Amps: Do you have a favorite song off this record, or is it “I Am”? That’s mine, by the way.
Bobby: You know, I like a lot of the record for different things. I like the song “Lighthouse” where I only play at the end of it, some ambient drum stuff. I really love Ray’s voice on that song and just how dark it is. I like the progressive stuff on it and then there’s some stuff that’s a little more song-oriented, which I think is nice. Anytime you have Fates Warning fans you’re gonna have somebody that is a fan of maybe some of the poppier songs that aren’t so adventurous but they like the music in them. I’ve met several people on this tour that really like the last song “And Yet It Moves” just because it is an adventurous piece of music. So that’s cool, too.
Amps: What’s an album you’ve played on from all the artists and bands you’ve worked with that maybe stands out more to you from all the others?
Bobby: man, I think there’s several records that I’ve played on that I like for different reasons, like the SPASTIC INK stuff I did with my brother, that’s so progressive. Those two records stand out as being just crazy music and I’m proud of those for that reason. As well as I’m proud of Live Insurrection with HALFORD, double live record (my smile is ear-to-ear at this point!) because being onstage with Rob and doing those tours that we did, either supporting IRON MAIDEN or the solo stuff we did, and have it documented, playing the Resurrection material as well as the FIGHT stuff, PRIEST stuff, and growing up knowing how much of an icon he is and being able to play with him on two studio records and actually record live is just an amazing thing.

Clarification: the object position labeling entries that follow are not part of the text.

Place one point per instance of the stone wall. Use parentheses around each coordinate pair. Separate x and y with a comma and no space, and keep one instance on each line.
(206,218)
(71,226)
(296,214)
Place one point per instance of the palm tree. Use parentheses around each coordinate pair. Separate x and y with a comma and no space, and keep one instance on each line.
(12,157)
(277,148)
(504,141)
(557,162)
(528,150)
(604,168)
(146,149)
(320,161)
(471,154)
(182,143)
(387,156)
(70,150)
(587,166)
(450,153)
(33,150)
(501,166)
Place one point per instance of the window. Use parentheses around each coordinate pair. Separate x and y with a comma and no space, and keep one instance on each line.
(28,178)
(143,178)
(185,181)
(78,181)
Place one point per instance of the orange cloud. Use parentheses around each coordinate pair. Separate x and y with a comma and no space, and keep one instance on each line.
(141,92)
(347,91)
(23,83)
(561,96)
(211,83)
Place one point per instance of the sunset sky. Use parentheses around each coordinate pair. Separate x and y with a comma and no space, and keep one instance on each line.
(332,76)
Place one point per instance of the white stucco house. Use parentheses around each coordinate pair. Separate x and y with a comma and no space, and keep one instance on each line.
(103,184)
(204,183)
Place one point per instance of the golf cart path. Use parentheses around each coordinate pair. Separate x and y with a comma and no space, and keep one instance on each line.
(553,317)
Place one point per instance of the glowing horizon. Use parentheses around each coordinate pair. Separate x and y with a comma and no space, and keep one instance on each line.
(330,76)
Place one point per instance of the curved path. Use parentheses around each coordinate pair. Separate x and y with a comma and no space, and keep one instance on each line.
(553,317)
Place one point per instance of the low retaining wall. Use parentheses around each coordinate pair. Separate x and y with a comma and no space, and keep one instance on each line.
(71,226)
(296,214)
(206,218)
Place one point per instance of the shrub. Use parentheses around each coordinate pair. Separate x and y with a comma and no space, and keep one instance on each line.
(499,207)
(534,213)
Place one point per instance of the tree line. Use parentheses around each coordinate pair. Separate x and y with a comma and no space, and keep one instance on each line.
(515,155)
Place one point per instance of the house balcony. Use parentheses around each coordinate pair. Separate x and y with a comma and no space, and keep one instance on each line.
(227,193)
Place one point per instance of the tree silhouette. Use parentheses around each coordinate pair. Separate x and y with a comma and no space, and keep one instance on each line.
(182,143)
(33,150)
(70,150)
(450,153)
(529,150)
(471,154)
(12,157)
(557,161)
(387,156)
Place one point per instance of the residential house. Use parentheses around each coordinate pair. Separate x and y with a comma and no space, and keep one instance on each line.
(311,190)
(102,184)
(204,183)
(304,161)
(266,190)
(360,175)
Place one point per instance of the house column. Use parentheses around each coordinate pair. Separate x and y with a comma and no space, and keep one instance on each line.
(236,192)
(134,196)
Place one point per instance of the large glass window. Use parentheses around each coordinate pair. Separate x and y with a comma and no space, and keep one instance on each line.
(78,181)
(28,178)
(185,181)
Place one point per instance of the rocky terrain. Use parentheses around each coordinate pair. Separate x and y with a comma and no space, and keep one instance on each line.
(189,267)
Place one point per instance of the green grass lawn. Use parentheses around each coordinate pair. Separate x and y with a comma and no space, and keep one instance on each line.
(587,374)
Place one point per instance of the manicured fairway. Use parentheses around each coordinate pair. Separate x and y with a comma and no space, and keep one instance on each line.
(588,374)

Amps: What do you listen to when you’re away from all your projects?
Bobby: You know, I listen to a lot of different things. I listen to some progressive stuff like PORCUPINE TREE, OPETH, KATATONIA, stuff like that. I’ll listen to country music because being from Texas and I grew up playing it and so I’m listening to country while I’m driving around town in my truck or whatever. I like the old 50’s classics, the Songbook stuff, ELLA FITZGERALD, FRANK SINATRA. My mood changes and my iPod is very weird as a result. Good music is good music.
Truer words were never said. Bobby Jarzombek and FATES WARNING put on a monster show later that night, and I have to admit I smiled just a bit more when “I Am” came on, knowing all that went into it. Darkness In A Different Light is available everywhere, so you really have no excuses. Go get your copy, already. And if it’s powerhouse drumming you’re looking for, the HALFORD stuff is skull-crushing, to say the least.